Maija Grotell: Works Which Grow From Belief
by Jeff Schlanger and Toshiko Takaezu
Copyright © 1996 by Jeff Schlanger and Toshiko Takaezu. All rights reserved.
Available from Studio Potter Books.
The following is an excerpt from the introduction.
The Life
Today, looking across the waters of New York harbor, it may not be a simple thing to
imagine the America to which Maija Grotell came, an immigrant from Finland, in 1927.
Ceramics facilities in the United States when she arrived bore little resemblance to the
proliferating resources we take for granted at the end of the century. Now we choose
from among educational programs on all levels. Suppliers and manufacturers offer
ready-mixed clays and glazes, power equipment, every size and type of kiln, plus dozens
of magazines, hundreds of informative books, and millions of color slides.
Ceramics in the nineteen-twenties in America tended to be considered either an industry
or a hobby. The global history of ceramic art and its continuity into the present
moment had yet to be widely understood. A foundation for the development of this
understanding was accomplished, in large part, by the pioneer teaching of Maija
Grotell's generation. For them, ceramics practice demanded mastery of the kick wheel
and of often difficult, underscaled firing facilities, along with the continuous experimental
production of test glazes in order to build a common working knowledge of the possibilities.
The Finland that Maija Grotell was born into, on August 19, 1899 in Helsingfors, was
even more stringent an environment.
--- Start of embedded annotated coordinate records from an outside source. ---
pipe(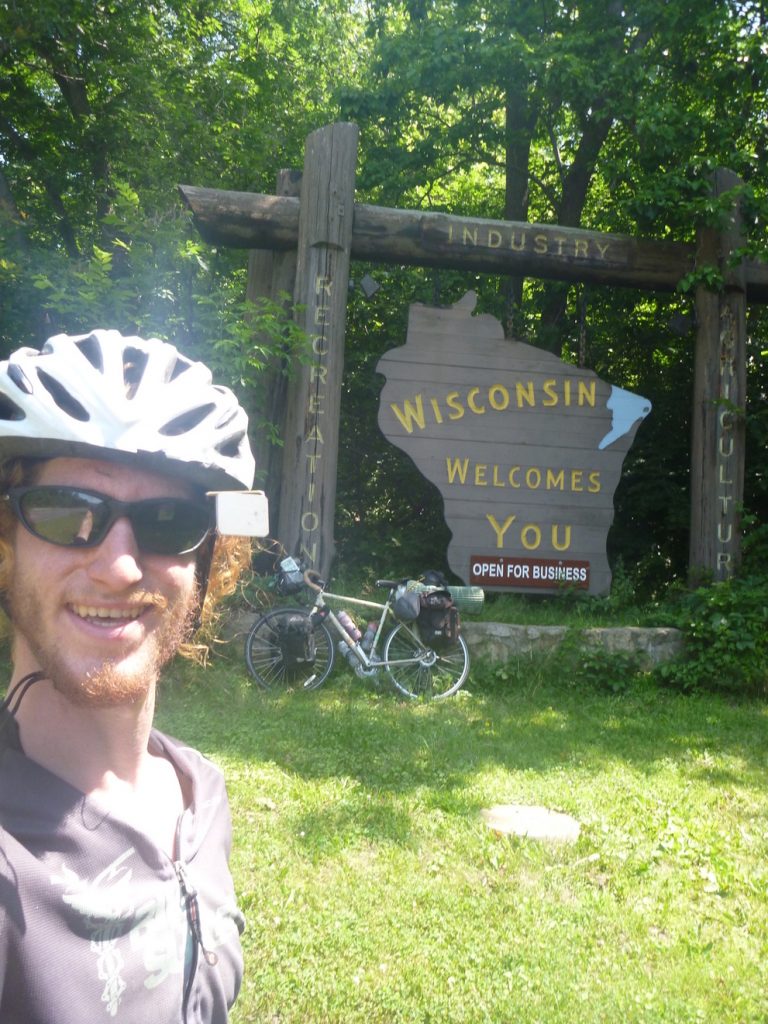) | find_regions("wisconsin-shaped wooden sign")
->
[377,292,650,594]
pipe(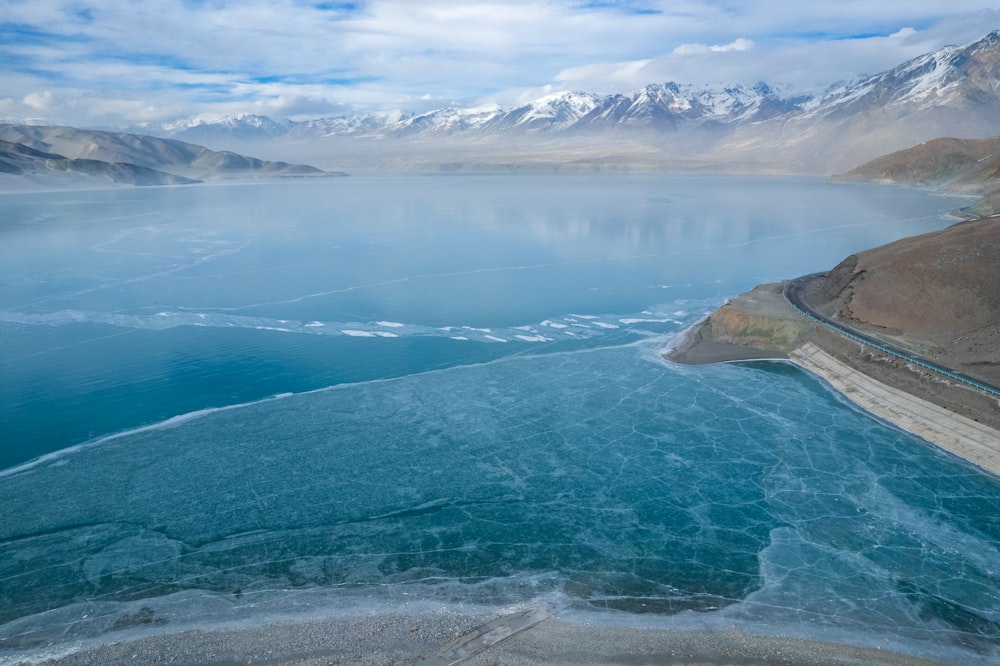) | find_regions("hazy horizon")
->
[0,0,1000,127]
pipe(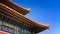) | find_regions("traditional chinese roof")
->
[0,3,49,33]
[0,0,30,15]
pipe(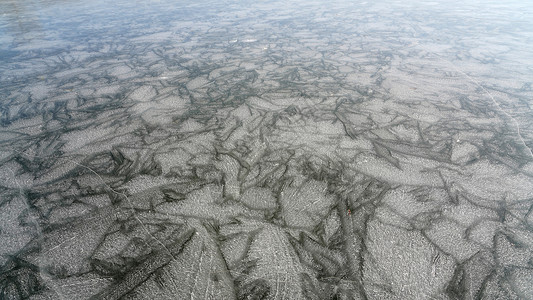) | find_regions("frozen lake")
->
[0,0,533,300]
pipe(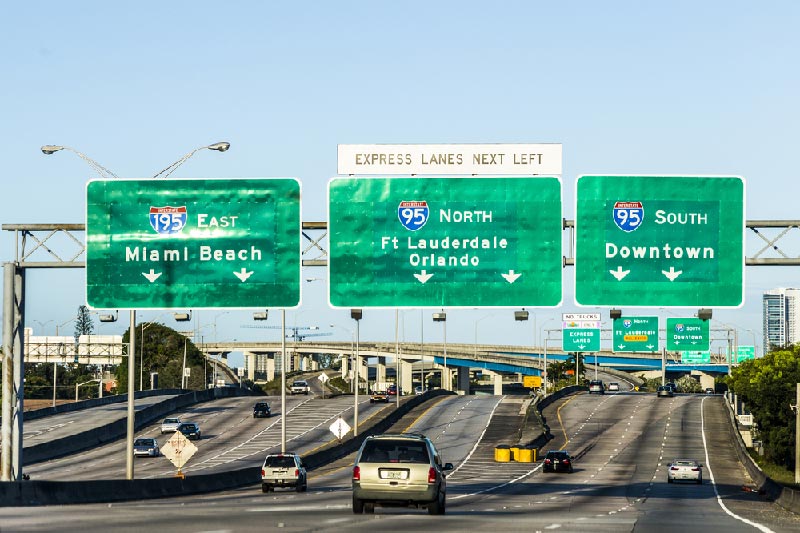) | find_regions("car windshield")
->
[264,455,295,468]
[361,440,430,464]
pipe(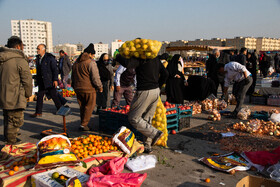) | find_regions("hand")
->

There she had been trained in painting, sculpture
and design at The Ateneum, the Central School of Industrial Art, and had completed
six years of graduate work in ceramics while supporting herself drawing for the
National Museum and working as a textile designer. Ceramic materials, however, were
not then available to individuals in Finland, and there was but one teaching job in the
entire country. In order to continue to develop her individual work, she had to leave.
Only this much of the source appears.